Anche Gesù è stato coinvolto in questo clima di minacce e di speranze. Ma per lui al primo posto c’era l’annunzio di un mondo migliore, quello che gli ebrei del suo tempo chiamavano regno di Dio. Certo esso era disponibile alle persone per bene, specialmente ai più poveri ed emarginati. Ma anche agli altri non era precluso, a patto che si convertissero e accogliessero il perdono di Dio.
Ai discepoli di Gesù la sua morte, pur così drammatica e contraria alle loro aspettative, non era apparsa come un fallimento ma come un segno di eroismo e di fedeltà talmente grande da preludere a un’imminente adempimento delle promesse di Dio. Da qui la loro fede nella sua risurrezione, preludio della risurrezione dei giusti, e l’attesa di un suo prossimo, imminente ritorno nella veste di giudice severo; per questo sentivano l’esigenza di non farsi trovare impreparati, dedicandosi alla preghiera e alle opere buone (2a lettura).
Per noi il ritorno di Gesù appare ormai come un mito, cioè non tanto come un evento storico ma piuttosto come un ideale a cui tendere. Resta la speranza in un mondo nuovo, conforme alle più intime aspirazioni di ogni essere umano; un mondo per la cui attuazione vale la pena di impegnarsi, anticipando nella propria vita i suoi valori di giustizia, amore e fraternità. Il mondo si trasforma solo facendo ricorso a una speranza che non viene meno neppure di fronte alle prove più dolorose.

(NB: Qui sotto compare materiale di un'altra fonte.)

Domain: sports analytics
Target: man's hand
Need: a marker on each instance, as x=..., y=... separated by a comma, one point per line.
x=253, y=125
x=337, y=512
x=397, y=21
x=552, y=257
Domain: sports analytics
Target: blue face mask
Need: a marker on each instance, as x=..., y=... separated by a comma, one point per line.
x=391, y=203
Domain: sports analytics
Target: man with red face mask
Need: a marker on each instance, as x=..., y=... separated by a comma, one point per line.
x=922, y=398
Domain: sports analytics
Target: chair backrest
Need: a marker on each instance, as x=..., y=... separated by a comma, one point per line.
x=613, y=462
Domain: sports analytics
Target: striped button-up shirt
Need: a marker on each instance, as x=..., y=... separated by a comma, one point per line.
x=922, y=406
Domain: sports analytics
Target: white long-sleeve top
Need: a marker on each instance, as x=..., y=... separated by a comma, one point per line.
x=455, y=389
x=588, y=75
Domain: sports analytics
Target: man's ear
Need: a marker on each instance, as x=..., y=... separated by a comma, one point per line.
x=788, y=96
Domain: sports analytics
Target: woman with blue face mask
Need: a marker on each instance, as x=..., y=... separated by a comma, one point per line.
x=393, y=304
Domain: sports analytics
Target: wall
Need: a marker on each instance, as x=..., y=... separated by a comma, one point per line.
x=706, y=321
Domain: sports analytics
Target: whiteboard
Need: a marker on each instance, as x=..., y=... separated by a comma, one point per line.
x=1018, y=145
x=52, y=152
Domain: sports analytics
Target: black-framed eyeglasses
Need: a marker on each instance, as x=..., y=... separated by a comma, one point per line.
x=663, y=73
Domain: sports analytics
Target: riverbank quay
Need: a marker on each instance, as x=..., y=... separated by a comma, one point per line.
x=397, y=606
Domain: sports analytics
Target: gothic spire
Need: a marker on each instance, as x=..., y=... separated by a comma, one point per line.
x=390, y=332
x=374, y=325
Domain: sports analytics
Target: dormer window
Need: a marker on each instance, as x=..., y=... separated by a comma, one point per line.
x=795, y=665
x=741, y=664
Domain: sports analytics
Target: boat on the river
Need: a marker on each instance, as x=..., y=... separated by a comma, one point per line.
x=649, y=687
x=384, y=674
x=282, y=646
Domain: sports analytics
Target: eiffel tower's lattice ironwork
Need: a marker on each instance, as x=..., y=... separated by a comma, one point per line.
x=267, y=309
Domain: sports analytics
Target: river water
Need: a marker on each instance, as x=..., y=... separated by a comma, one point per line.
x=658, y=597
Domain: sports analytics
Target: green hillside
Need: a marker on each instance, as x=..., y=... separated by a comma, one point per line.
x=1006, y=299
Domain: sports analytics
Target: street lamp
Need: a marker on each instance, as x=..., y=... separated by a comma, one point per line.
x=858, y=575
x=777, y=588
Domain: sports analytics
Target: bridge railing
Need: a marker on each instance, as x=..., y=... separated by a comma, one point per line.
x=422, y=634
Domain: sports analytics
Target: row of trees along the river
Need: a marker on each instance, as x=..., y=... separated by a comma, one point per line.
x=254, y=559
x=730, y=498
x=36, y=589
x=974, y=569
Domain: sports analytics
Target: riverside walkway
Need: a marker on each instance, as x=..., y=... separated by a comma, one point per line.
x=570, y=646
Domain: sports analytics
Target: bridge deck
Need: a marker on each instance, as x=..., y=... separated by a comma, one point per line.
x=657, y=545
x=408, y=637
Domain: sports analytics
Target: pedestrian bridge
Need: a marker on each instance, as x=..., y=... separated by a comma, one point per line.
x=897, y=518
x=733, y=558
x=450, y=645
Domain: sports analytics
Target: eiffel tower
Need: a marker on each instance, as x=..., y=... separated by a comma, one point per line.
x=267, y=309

La prima lettura presenta la visione degli ultimi tempi propria dei profeti: secondo loro la storia sfocerà in un’epoca di pace e di giustizia, attuata da Dio stesso: al centro vi sarà Israele, in cui sarà restaurata la dinastia davidica; gli altri popoli parteciperanno a questo mondo nuovo solo se si sottometteranno a Israele e al suo Dio. Nel vangelo è riportato invece un discorso apocalittico attribuito a Gesù in cui si preannunzia la fine del mondo preceduta da guerre e cataclismi, a cui fa seguito la venuta del Figlio dell’uomo che sarà il giudice dell’umanità. Apparentemente sembra che questo discorso abbia lo scopo di far paura alla gente, e così purtroppo spesso è stato interpretato. Invece è chiaro che Luca si serve di un materiale tradizionale per dire, a persone che aspettavano il ritorno imminente di Gesù, che questo evento accadrà in un tempo futuro, non prevedibile, nel quale si attuerà la liberazione definitiva. Quindi in mezzo alle sventure che colpiscono l’umanità non bisogna aver paura, perché il bene comunque trionferà. Il tempo attuale quindi è già un tempo di salvezza, nel quale i credenti sono chiamati a vigilare nella preghiera, evitando dissipazioni, ubriachezze e affanni della vita, impegnandosi nell’annunzio del vangelo. Per noi il ritorno di Gesù appare ormai come un mito, cioè non tanto come un evento storico ma piuttosto come un ideale a cui tendere. Alla luce della seconda lettura, la vigilanza appare come una crescita nell’amore; ma ciò comporta un impegno costante per la giustizia sociale, collegata con la solidarietà e la fraternità verso tutti, non solo verso coloro che appartengono al nostro gruppo sociale o religioso. Infatti la vittoria del bene sul male si realizza certo per grazia di Dio, ma attraverso la collaborazione umana. La teologia della liberazione ha dato un forte impulso a questa visione dell’impegno cristiano e per questo è stata accusata di comunismo. Ma forse il motivo delle critiche è stato piuttosto il fatto che partiva dagli ultimi, visti non più come beneficiari della carità altrui, ma come artefici, nella chiesa e in tutta la società, di quel mondo nuovo che Gesù ha annunziato.